Como le escribí recientemente en una carta privada —en estos días hecha pública— al amigo Fernando Martínez Heredia con motivo de su Premio Nacional de Ciencias Sociales: “Los que vieron en el parecido semántico-lexical una relación de familia entre los nombres de Criterios y Pensamiento Crítico, no se equivocaron. Los que vieron una relación de catálisis en la irrupción de Criterios tan solo siete meses después de la desaparición de Pensamiento Crítico, tampoco se equivocaron”.
Solo el aprovechamiento de la conjunción del culto de la URSS y — aunque en menor medida— del campo socialista en general, por una parte, y la ignorancia total de las “vacas sagradas” teóricas del pavonato sobre qué pasaba realmente con tales o cuales autores y teorías en esos países, por la otra, me permitió publicar durante dos años trabajos clásicos o artículos introductorios del formalismo ruso, la semiótica soviética y el neoestructuralismo checo, e incluso de Todorov, Tel Quel y Umberto Eco como partidarios y divulgadores de esas ideas.

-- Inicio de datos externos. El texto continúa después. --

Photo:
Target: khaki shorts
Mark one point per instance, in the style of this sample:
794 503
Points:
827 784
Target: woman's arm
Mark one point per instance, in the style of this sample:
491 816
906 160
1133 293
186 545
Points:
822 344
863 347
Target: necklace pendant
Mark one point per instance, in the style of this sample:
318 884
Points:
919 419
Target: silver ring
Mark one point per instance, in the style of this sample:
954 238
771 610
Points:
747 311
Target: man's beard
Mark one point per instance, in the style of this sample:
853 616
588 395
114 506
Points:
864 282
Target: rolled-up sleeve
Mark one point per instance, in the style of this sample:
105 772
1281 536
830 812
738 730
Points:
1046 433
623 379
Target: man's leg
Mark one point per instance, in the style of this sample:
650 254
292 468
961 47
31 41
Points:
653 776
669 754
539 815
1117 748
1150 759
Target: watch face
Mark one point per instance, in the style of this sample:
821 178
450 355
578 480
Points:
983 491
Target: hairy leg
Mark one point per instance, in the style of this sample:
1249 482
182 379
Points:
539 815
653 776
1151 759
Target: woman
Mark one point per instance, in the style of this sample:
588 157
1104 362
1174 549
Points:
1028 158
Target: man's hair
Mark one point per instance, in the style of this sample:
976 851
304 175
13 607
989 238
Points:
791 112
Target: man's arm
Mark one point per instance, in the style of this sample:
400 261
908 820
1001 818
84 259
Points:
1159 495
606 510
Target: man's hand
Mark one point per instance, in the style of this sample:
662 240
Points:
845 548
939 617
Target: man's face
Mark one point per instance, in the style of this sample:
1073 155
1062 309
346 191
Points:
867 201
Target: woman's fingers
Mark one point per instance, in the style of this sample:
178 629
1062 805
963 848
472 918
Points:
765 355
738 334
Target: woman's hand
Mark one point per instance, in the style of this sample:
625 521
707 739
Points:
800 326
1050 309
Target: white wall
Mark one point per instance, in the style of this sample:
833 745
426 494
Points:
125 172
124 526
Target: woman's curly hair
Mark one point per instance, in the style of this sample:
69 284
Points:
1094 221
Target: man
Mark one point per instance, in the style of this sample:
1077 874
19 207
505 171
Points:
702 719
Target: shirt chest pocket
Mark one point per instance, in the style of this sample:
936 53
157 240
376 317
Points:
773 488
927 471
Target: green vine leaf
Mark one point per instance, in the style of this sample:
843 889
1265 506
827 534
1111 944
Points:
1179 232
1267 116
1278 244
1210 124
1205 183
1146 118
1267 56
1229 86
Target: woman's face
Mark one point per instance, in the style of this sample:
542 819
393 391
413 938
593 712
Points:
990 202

Nunca fue más cierta la expresión “docta ignorancia” entre nosotros. Pero llegaron los asesores soviéticos, y los cuadros, editores, metodólogos y profesores recibieron al fin la orientación políticamente correcta. Por obra de ese y otros incidentes propios de la época, sobrevino la primera muerte de Criterios, en 1974. Recuerdo que ya el mismo número especial 100 de La Gaceta de Cuba con que nació Criterios sufrió la censura de un texto de Enrique Saínz sobre Gaston Bachelard, porque su autor, no su contenido, era cristiano. Aun así, no dejé de incluirlo dos entregas más tarde.
Después del Quinquenio, en la prolongada lucha de posiciones de la misma línea político-cultural “gris” de Tony Pérez, Trápaga y Aldana por mantener la decreciente hegemonía y recuperar el control perdido, Criterios tuvo que pasar a un complicado ajedrez en el que divulgar a Lunacharski era un golpe contra los neoestalinistas vergonzantes y publicar a Kagan y a Bórev era una alternativa aperturista contra los dogmáticos Jrápchenko, Zis y Timoféev con que agobiaron a nuestros estudiantes de letras y artes hasta entrados los 80 en el empeño de formar “marxistas-por-desconocimiento-de-las-demás-ideas”, que son, por cierto, los que más fácilmente se fascinan ante el brillo del fruto desconocido, exótico y prohibido o de acceso restringido.
Y hoy —en medio del repliegue y enmascaramiento tácticos de los que esperan el momento de reagruparse y retomar el control total— Criterios debe repetir que, “en nuestra nada edénica insularidad, si no es vencido por las fuerzas locales propugnadoras de un pensamiento único monológico y hostiles al diálogo intelectual interno y con el mundo, Criterios, marxistamente, seguirá cometiendo el pecado de arrancar y ofrecer, sin envolturas ni cortes, nuevos frutos del Árbol de la Ciencia del Bien y del Mal. Pero también, martianamente, procurará que cada árbol que surja de las semillas que encierran, tenga las raíces y el tronco en Cuba y sea, al propio tiempo, un Árbol del Mundo, un Árbol de la Vida”.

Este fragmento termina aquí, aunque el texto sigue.